Become the observer of how you feel, rather than being defined by it
Let those doubts and insecurities roll in and out with the tide. They’ll be back – that’s normal – but they don’t have to dictate how you act in your business or how you present yourself. Your true nature, your brilliance, is there all the time. Ride the waves instead of being pulled under by them.
Accept that perfection is a perfect illusion
In business and life there really isn’t such a thing as perfect.
It’s a false ideal that is a projection of expectations and self doubt.
Trying to be seen as the perfect boss, sell the perfect product or launch the perfect marketing campaign will exhaust you and won’t lessen the impostor syndrome you experience.
The only difference between someone who experiences impostor syndrome and someone who does not is how they respond to challenges.
Impostor syndrome expert Valerie Young, who is the author of a book on the subject, has found patterns in people who experience these feelings:
- “Perfectionists” set extremely high expectations for themselves, and even if they meet 99% of their goals, they’re going to feel like failures.

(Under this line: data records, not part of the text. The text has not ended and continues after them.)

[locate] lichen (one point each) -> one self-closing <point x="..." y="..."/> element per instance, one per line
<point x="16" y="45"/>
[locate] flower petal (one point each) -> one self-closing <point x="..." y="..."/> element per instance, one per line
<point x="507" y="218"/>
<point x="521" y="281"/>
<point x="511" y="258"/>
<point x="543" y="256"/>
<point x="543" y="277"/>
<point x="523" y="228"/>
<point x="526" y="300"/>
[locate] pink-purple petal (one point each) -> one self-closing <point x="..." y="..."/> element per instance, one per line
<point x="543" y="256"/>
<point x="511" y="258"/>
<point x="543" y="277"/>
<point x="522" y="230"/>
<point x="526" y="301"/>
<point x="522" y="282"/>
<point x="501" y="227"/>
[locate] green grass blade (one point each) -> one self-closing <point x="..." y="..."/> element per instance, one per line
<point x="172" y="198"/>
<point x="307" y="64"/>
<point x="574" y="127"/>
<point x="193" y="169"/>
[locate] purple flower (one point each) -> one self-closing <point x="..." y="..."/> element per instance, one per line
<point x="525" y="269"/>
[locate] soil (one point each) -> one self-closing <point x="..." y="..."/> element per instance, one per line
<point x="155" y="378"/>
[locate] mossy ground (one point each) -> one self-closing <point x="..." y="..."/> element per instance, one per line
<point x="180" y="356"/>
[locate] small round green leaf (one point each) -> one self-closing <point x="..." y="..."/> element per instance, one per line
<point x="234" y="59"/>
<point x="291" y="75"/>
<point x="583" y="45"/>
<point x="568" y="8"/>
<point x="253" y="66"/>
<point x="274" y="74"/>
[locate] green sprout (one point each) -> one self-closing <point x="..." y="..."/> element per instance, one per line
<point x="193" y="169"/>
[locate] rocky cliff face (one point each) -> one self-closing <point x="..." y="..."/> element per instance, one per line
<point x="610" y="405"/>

Any small mistake will make them question their own competence.
- “Experts” feel the need to know every piece of information before they start a project and constantly look for new certifications or trainings to improve their skills. They won’t apply for a job if they don’t meet all the criteria in the posting, and they might be hesitant to ask a question or speak up in key situations because they’re afraid of looking stupid if they don’t already know the answer.
- When the “natural genius” has to struggle or work hard to accomplish something, he or she thinks this means they aren’t good enough. They are used to skills coming easily, and when they have to put in effort, their brain tells them that’s proof they’re an impostor.
- “Soloists” feel they have to accomplish tasks on their own, and if they need to ask for help, they think that means they are a failure or a fraud.
- “Supermen” or “superwomen” push themselves to work harder than those around them to prove that they’re not impostors. They feel the need to succeed in all aspects of life—at work, as parents, as partners—and may feel stressed when they are not accomplishing something.
Do any of these archetypes resonate with you?
Learning to value constructive criticism, understanding that you’re actually slowing your team down when you don’t ask for help, or remembering that the more you practice a skill, the better you will get at it can all help.
It can also be helpful to share what you’re feeling with trusted friends or a coach. Most people experience moments of doubt, and that’s normal. The important part is not to let that doubt control your actions.
The bottom line is that your mindset is 100% under your control.
Yes, it takes time to become conscious of your limiting thoughts and learn how to change them. But the effort is well worth your time and energy, and the rewards are exponential.
You no longer need be held back from achieving your goals by fear, lack of confidence or self-sabotage.
Imagine how empowered you’ll feel when you control how you perceive events, how you respond to challenges, and how you interact with others.
Your mindset is your biggest asset.
It can keep you stuck in self sabotage, steer you away from opportunity, talk you out of your big vision or – be the force that helps fulfill your biggest dreams.
Upgrade your mind, upgrade your life.